Islam menentang dan mengharamkan penguburan anak perempuan hidup-hidup, dan menilainya sebagai tradisi buruk. Perempuan, sebagaimana laki-laki, merupakan jenis manusia yang dapat melakukan perbuatan baik, sehingga perlu dihargai dan diperhatikan. Perempuan, sebagaimana laki-laki, sama-sama mukallaf (dibebani kewajiban melaksanakan hukum). Syari’at Islam memerintahkan perempuan untuk beriman, berilmu, beramal, beribadah, dan bermuamalah, sebagaimana syari’at memerintahkan kepada laki-laki. Nabi shalallahu ‘alayhi wasallam membai’at perempuan-perempuan mukminah sebagaimana beliau memba’iat laki-laki mukmin. Demikianlah Islam mengangkat kodrat wanita sehingga mereka tidak dipandang sebelah mata dan diremehkan di dalam masyarakat. Perempuan diberikan hak-hak seperti laki-laki, kecuali satu hak, yaitu memimpin keluarga. Dalam Al-Qur’an disebutkan,
“Dan para wanita memiliki hak yang seimbang dengan kewajiban secara ma’ruf. Akan tetapi para suami memilki satu tingkatan kelebihan dari istrinya.” (QS. Al-Baqarah [2]: 228)
Jadi hak- hak antara suami dan istri itu saling timbal balik, tidak ada satu kewajiban pun atas istri yang tidak diimbangi dengan kewajiban sejenis atas suami.[26]

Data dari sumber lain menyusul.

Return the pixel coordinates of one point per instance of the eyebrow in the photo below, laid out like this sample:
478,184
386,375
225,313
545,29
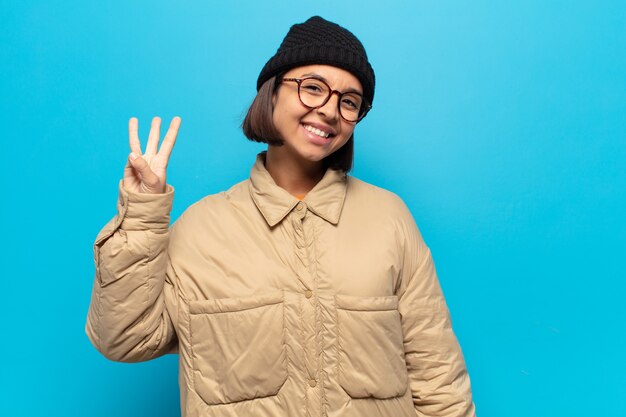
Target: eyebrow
319,77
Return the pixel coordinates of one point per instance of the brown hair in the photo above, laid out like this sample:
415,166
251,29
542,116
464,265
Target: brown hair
258,126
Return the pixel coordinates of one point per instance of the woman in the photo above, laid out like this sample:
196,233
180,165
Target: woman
298,292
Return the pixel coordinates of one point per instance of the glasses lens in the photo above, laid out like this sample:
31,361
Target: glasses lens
313,92
350,106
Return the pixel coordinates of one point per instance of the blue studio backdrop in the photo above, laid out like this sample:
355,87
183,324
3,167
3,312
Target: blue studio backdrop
502,124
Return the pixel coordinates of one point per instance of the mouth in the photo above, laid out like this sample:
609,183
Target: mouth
321,131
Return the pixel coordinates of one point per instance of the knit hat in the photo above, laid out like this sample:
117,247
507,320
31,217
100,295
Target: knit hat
318,41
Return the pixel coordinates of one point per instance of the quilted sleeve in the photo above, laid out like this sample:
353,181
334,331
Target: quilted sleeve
438,377
133,303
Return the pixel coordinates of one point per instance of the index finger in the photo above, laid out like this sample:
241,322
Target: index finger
133,136
170,138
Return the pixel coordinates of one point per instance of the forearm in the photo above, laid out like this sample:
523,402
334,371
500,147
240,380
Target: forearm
128,318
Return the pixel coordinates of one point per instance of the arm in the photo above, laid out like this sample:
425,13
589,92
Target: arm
133,302
437,375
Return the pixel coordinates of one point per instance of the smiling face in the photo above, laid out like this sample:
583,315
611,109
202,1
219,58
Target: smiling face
310,135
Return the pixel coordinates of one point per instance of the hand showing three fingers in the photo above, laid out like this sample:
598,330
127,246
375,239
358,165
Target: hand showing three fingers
145,172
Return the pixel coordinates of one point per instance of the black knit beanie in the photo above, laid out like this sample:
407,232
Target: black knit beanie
318,41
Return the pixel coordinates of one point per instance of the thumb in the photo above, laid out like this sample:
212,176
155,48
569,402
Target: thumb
143,169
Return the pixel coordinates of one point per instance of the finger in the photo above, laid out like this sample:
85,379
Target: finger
133,136
142,167
170,138
153,138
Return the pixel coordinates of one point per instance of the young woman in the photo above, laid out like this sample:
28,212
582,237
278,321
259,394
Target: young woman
299,292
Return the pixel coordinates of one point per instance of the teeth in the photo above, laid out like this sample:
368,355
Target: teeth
316,131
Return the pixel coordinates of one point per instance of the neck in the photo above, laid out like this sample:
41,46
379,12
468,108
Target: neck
297,177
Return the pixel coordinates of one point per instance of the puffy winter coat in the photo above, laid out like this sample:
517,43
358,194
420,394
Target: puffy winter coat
329,306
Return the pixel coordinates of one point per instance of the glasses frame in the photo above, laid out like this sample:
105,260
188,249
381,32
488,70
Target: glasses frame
366,107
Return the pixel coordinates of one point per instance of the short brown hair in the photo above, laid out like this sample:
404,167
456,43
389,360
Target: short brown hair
258,126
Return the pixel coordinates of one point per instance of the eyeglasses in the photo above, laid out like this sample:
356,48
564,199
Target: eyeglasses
314,93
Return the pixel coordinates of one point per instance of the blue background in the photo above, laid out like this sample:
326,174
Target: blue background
501,124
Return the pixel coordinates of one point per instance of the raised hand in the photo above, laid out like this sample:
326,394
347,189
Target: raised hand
145,172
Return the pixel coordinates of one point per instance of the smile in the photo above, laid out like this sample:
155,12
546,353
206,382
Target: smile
316,131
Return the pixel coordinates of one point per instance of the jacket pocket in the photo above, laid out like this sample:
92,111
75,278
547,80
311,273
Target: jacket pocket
238,348
371,347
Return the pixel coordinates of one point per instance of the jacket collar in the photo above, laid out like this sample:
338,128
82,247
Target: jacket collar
325,199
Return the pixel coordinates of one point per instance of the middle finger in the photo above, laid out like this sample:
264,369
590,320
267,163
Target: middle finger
153,138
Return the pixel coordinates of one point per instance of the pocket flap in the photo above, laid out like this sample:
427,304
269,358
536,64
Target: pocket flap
226,305
348,302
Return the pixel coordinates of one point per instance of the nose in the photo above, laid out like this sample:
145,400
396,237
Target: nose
330,109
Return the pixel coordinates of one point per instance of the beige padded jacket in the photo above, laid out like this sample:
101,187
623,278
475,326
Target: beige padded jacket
329,306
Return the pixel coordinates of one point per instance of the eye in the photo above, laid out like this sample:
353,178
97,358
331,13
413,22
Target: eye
313,86
351,102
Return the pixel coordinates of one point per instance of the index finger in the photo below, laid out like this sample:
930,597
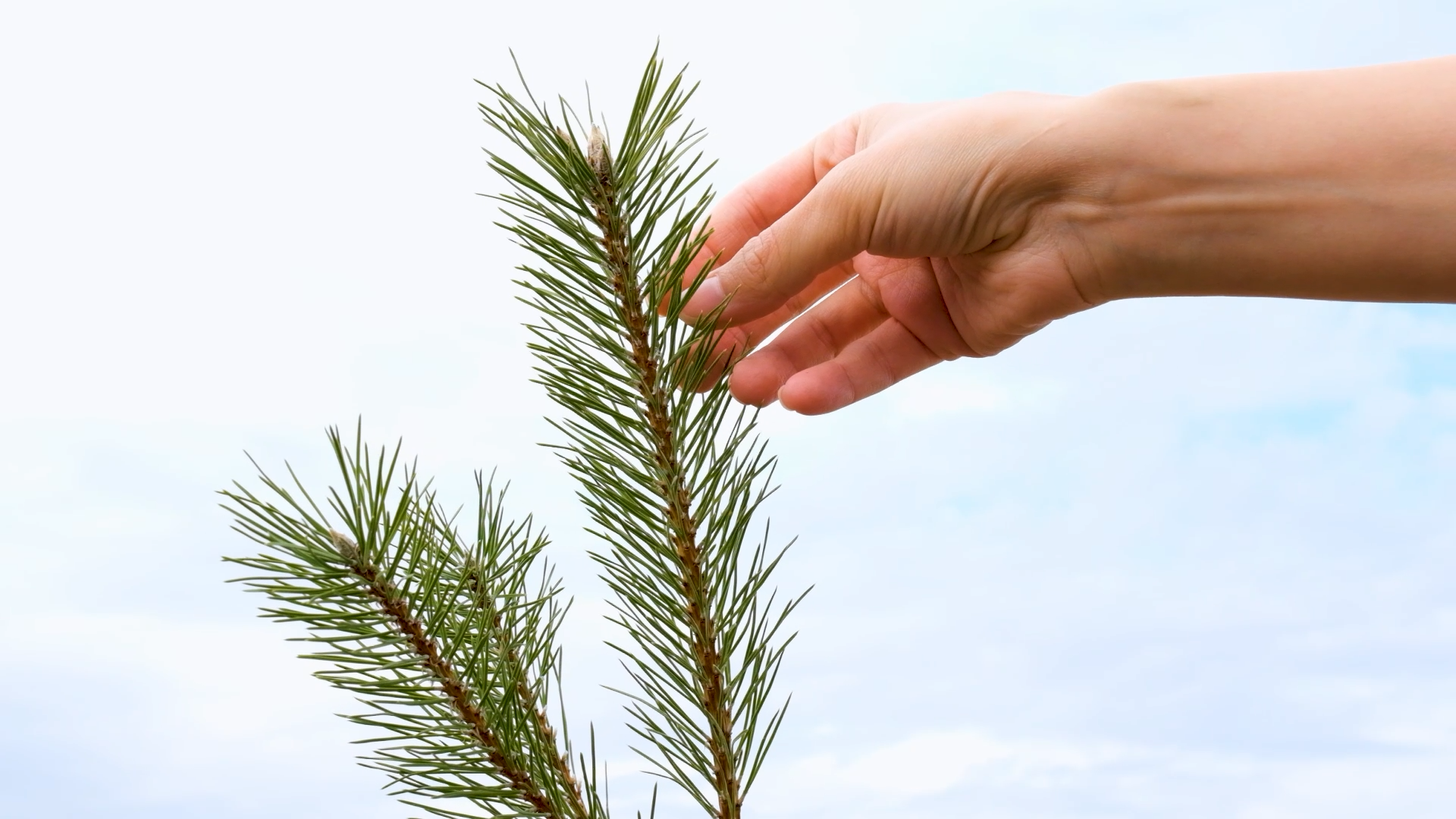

Adapun kepemimpinan yang diberikan kepada laki-laki yang diungkapkan dalam Al-Qur’an: “para suami adalah pemimpin atas istri-istri” dan “akan tetapi para suami memiliki satu tingkatan kelebihan dari istrinya”, sesungguhnya kepemimpinan ini dengan segala konsekuensinya seperti nafkah, perhatian kepada keluarga, dan ketaatan istri kepada suami, menurut penulis merupakan perkara yang lumrah dan tidak aneh, karena kehidupan suami istri adalah kehidupan sosial dan kebersamaan yang merupakan hubungan antar manusia yang paling khusus. Prinsip ini berlaku abadi sepanjang hidup. Setiap persekutuan atau perkumpulan harus memiliki seorang pemimpin sebagai rujukan saat terjadi perselisihan, agar persekutuan itu tidak bubar dan ikatan perkumpulan itu tidak lepas. Di sini laki-laki lebih berhak memimpin daripada wanita karena laki-laki dikaruniai kekuatan fisik dan kemampuan yang diperolehnya dari berbagai interaksi dan pengalamannya. Kekuatan dan pengalaman ini biasanya lebih besar dimiliki laki-laki daripada wanita, terlebih lagi karena laki-laki bertanggung jawab untuk memberikan nafkah kepada keluarga, bukan wanita. Lagi pula, kepemimpinan ini dibangun di atas cinta, kasih sayang, dan perlakuan yang baik. Allah Ta’ala berfirman,
“Di antara tanda-tanda kekuasan Allah adalah menciptakan bagimu dari diri kamu istri-istri untuk kamu cenderungi, dan dijadikan-Nya di antara kamu cinta dan kasih sayang.” (QS. Ar-Rum [30]: 21)
Allah Ta’ala Berfirman,
“Dan pergaulilah istri-istrimu dengan jalan yang ma’ruf.” (QS. An-Nisa’ [4]: 19)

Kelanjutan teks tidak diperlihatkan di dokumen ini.